# How Do I Secure the "GTO" rear valance?



## thevogelizer (Feb 12, 2009)

I have an '05 Black GTO, and it looks stupid without the rear valance on it. I have had the car for two years without any major issues. Since I have moved to this new town, I have had my rear valance stolen twice. I don't know who is more stupid the one who steals the valance off of a GOAT or the one who keeps on buying another one for the thief. Either way, it looks dumb without the valance, but this time I want to make it so that it's not an easy task to steal. I thought about drilling bolts with lock nuts through the valance' but I want to know if there is any other way that someone else has done. Can anyone please help because they are not CHEAP!!!


----------



## Rukee (Feb 8, 2007)

Run a D/C to A/C converter with an electric fence unit set to maximum with the wire running just under the car out of site.


----------



## Bluegoat05 (Mar 22, 2010)

i think ruk has a point. i heard a story of a person once that had their stereo stollen a few times and he noticed that the thief would just grab it and rip it out. and so when the guy reinstalled his new stereo he bolted razor blades to the back of it and he said that the next time he herd his car alarm going off he ran out and he still had a stereo and there was a TRAIL of blood and tools goin down the side walk ha ha now if that isnt theft deterant i dont know what is ha ha but i would definatly put real bolts on it so its not just clips and then do what ruk said or razor blades work too ha haarty:


----------



## Bluegoat05 (Mar 22, 2010)

oh put nice BIG washers on the bolts so they dont rip through


----------



## FastFrank (Jun 12, 2009)

Bluegoat05 said:


> i think ruk has a point. i heard a story of a person once that had their stereo stollen a few times and he noticed that the thief would just grab it and rip it out. and so when the guy reinstalled his new stereo he bolted razor blades to the back of it and he said that the next time he herd his car alarm going off he ran out and he still had a stereo and there was a TRAIL of blood and tools goin down the side walk ha ha now if that isnt theft deterant i dont know what is ha ha but i would definatly put real bolts on it so its not just clips and then do what ruk said or razor blades work too ha haarty:


Sounds like an urban legend. Depending on the state, doing that would likely open you up for a huge lawsuit. You would probably be sued by the person who shredded his fingers on the razor blades while trying to steal your stuff. You would go from being the victim to being the bad guy, and he'd most likely win the case against you.
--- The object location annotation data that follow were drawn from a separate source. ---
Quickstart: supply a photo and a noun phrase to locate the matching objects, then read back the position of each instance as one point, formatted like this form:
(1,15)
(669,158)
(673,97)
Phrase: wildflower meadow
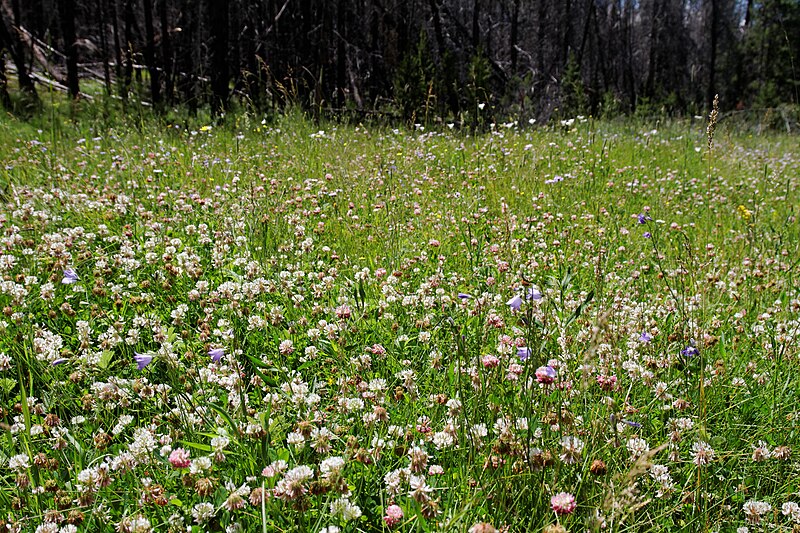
(288,326)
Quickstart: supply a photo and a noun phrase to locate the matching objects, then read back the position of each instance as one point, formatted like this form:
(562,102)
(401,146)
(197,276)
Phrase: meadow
(278,325)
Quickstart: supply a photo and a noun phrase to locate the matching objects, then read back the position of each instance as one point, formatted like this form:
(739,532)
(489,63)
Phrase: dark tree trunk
(36,18)
(566,29)
(476,15)
(712,60)
(586,27)
(218,24)
(150,54)
(437,26)
(512,41)
(166,51)
(101,25)
(541,36)
(10,42)
(117,48)
(128,75)
(66,11)
(5,98)
(341,53)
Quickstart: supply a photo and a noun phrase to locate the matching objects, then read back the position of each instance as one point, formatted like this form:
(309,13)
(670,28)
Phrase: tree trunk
(476,15)
(150,55)
(118,72)
(128,75)
(10,41)
(712,60)
(341,53)
(166,51)
(66,11)
(218,24)
(101,27)
(5,99)
(512,41)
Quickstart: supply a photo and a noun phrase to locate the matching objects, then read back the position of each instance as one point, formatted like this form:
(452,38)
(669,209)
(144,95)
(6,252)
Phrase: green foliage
(573,93)
(415,80)
(405,293)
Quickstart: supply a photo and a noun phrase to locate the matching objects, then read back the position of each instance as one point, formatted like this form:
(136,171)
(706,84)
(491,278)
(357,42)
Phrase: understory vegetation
(281,325)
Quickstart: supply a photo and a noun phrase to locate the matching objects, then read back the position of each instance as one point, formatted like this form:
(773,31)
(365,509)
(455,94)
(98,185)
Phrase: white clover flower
(202,512)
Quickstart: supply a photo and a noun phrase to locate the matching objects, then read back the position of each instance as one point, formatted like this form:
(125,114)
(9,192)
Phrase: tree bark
(5,98)
(218,24)
(11,42)
(166,51)
(66,11)
(712,60)
(101,28)
(513,38)
(476,15)
(128,74)
(150,54)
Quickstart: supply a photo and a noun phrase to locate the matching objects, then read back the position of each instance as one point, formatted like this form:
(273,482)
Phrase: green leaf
(7,385)
(105,359)
(197,446)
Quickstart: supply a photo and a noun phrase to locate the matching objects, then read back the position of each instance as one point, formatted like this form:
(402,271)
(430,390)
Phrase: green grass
(327,262)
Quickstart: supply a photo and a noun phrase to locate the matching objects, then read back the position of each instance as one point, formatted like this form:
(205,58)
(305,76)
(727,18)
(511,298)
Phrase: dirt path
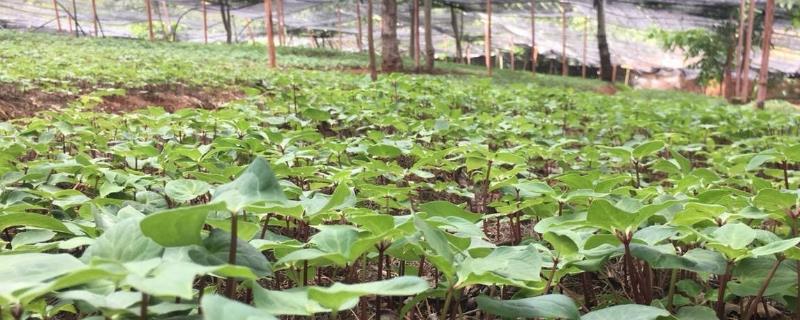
(18,103)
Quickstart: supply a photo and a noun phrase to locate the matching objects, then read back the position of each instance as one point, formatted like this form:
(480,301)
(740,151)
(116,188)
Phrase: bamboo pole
(487,38)
(564,66)
(585,46)
(205,21)
(148,5)
(763,74)
(359,41)
(94,17)
(534,53)
(744,91)
(268,26)
(58,15)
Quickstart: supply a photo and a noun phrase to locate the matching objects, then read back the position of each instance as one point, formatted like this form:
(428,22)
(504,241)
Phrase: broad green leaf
(647,148)
(218,308)
(343,296)
(257,183)
(216,248)
(445,209)
(628,311)
(546,306)
(294,301)
(178,227)
(32,220)
(183,190)
(124,242)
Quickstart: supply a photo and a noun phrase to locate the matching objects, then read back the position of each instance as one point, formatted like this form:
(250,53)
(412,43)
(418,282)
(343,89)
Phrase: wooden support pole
(614,73)
(338,26)
(281,24)
(149,9)
(268,26)
(763,72)
(744,91)
(564,65)
(585,47)
(511,57)
(205,21)
(487,38)
(534,52)
(417,46)
(75,17)
(58,15)
(359,41)
(627,76)
(94,17)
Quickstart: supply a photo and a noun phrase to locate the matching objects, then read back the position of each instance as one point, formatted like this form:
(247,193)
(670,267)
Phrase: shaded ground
(18,103)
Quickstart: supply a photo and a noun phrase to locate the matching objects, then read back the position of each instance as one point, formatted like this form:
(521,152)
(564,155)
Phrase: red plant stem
(753,303)
(230,283)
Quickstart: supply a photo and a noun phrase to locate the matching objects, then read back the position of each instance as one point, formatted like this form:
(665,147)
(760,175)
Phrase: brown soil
(17,103)
(607,89)
(171,97)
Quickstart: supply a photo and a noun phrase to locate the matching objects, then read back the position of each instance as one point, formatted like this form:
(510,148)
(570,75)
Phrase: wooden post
(744,91)
(417,45)
(500,59)
(149,19)
(58,15)
(511,57)
(205,21)
(338,25)
(75,17)
(737,55)
(359,42)
(373,72)
(763,72)
(94,17)
(564,66)
(534,53)
(487,38)
(627,76)
(613,73)
(585,45)
(250,31)
(268,26)
(281,24)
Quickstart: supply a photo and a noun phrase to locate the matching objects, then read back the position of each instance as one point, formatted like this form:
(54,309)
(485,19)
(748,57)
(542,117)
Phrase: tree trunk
(270,35)
(58,15)
(564,64)
(429,51)
(165,26)
(371,43)
(75,17)
(606,69)
(149,19)
(534,53)
(94,17)
(727,77)
(359,42)
(205,21)
(390,52)
(412,9)
(456,32)
(225,11)
(744,91)
(487,38)
(339,26)
(763,74)
(281,24)
(737,55)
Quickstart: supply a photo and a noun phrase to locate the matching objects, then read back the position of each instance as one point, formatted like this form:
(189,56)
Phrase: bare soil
(18,103)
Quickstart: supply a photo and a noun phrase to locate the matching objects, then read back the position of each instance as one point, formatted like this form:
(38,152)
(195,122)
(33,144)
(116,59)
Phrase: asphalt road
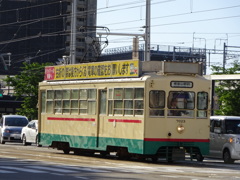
(18,162)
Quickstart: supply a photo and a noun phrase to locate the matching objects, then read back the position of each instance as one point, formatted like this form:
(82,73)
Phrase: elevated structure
(159,53)
(39,31)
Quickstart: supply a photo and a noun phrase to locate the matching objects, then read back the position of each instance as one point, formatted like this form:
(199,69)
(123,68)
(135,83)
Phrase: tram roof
(119,69)
(223,77)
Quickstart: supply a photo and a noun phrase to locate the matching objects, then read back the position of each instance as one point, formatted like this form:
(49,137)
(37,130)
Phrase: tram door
(102,109)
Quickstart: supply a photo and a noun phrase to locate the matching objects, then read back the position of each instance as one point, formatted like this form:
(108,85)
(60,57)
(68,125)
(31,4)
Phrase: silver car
(225,138)
(11,128)
(29,133)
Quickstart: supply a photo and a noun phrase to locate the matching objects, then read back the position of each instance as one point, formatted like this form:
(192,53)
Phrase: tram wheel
(227,157)
(66,151)
(199,157)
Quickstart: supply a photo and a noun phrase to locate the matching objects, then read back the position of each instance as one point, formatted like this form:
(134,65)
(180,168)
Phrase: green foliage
(228,91)
(26,87)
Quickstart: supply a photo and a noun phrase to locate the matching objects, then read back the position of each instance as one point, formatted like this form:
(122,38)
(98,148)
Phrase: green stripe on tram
(133,145)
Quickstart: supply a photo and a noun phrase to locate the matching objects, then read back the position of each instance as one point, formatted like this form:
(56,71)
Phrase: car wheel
(199,157)
(227,157)
(37,142)
(24,140)
(1,140)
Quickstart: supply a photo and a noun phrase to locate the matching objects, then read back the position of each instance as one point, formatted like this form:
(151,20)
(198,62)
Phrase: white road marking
(5,171)
(56,169)
(22,169)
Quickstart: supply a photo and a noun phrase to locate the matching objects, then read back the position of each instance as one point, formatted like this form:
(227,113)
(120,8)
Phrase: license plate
(16,136)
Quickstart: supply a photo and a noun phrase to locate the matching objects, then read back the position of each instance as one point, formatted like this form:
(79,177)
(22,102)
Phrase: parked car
(11,128)
(29,133)
(225,138)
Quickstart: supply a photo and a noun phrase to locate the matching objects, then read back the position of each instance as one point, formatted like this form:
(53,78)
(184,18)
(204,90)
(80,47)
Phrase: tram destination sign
(109,69)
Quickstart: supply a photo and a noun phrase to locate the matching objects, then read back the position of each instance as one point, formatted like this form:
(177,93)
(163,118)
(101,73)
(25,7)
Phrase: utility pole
(6,62)
(224,56)
(73,32)
(147,31)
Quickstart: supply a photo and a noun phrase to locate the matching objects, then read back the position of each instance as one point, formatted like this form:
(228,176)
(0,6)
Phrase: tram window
(92,94)
(75,94)
(181,103)
(74,101)
(74,106)
(58,106)
(202,100)
(43,101)
(103,101)
(125,101)
(139,93)
(66,106)
(50,94)
(110,94)
(49,107)
(92,107)
(118,93)
(110,107)
(128,93)
(156,99)
(83,93)
(83,106)
(58,94)
(128,107)
(50,97)
(156,103)
(138,107)
(118,106)
(66,101)
(202,104)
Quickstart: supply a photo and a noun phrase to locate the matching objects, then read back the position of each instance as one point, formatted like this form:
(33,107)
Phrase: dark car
(11,128)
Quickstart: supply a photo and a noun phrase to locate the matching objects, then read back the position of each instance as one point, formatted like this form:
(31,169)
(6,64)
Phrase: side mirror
(217,130)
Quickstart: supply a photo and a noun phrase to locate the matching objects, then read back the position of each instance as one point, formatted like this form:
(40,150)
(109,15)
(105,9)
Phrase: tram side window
(156,103)
(125,101)
(202,104)
(43,101)
(87,101)
(66,101)
(58,101)
(92,95)
(50,98)
(181,103)
(74,101)
(138,101)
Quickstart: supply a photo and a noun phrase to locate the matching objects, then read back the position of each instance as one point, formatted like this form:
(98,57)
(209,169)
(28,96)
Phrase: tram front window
(156,103)
(181,103)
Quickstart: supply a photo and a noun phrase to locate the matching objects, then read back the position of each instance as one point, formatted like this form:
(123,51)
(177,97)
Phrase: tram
(136,109)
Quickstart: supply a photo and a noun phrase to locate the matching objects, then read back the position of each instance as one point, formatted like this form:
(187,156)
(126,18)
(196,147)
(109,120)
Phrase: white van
(225,138)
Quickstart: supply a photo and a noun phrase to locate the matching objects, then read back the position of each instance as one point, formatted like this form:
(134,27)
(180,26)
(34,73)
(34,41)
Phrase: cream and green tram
(132,116)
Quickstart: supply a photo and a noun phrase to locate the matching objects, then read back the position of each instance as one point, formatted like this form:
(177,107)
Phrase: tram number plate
(178,154)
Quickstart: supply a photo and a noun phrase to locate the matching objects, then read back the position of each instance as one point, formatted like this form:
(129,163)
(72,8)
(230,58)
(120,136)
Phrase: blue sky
(175,22)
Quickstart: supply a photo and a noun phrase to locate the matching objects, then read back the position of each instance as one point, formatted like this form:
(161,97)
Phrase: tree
(228,91)
(26,87)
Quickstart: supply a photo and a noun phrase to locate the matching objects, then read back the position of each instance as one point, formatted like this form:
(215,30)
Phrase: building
(40,31)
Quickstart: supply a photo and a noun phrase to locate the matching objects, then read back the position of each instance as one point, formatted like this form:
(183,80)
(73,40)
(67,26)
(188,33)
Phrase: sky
(188,23)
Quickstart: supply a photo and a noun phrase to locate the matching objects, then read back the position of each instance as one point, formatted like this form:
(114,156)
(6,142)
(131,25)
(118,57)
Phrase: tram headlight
(234,140)
(180,128)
If it were me, I'd set up a small camera and see who keeps taking it. Then I'd go to the cops with the evidence.


----------



## Gotagoat (Jan 6, 2006)

If it's being stolen at your home, park the car backed up to something solid (if possible).


----------



## Red Bearded Goat (Mar 19, 2007)

When parked at home use a Pitbull on a short leach attached to an axle to keep it in place... yer wheels might get pissed on though?

Also, check your local Craigs list "For Sale" section.


----------



## roy (Jun 1, 2010)

*get em!*

Sounds more like a personal Vendetta than someone looking for parts, like, how many owners are near you looking for a rear valance!
Spray a light coating of cookin oil around the valance, or ask the local police what;s best to spray so they can lift good prints
I'll bet the guy(s) are in the system, the vid. camera is a great idea too!
When i kept loosing wheels off my Fairlane, 1 every month, a video camera got the culprit, turned out to be my neighbour who had a hard on for me because i put a 10' high fence across the property line between or 2 backyards! He was a very unlikely thief, local school principal!


----------



## BlackJackByte (Aug 31, 2009)

Wait for him, then do "whatever", then drag him in your house.


----------



## Rukee (Feb 8, 2007)




----------



## Bluegoat05 (Mar 22, 2010)

holy sh!T the one where the monkey clubs the guy and throws him of the bridge had me lmao ha ha loved it


----------



## FastFrank (Jun 12, 2009)

Rukee said:


> Trunk Monkey!!


That was great!


----------



## Rukee (Feb 8, 2007)

The last one's the best. I think you guys with teen age daughters will agree with me.


----------



## radioboy (Jun 21, 2006)

Dang it!

The same thing happened to me yesterday. I came out of work in the evening, and the rear valance was gone! I'm checking the security vids today.

How much is a replacement? Or do you have to get lucky at a salvage lot...:confused


----------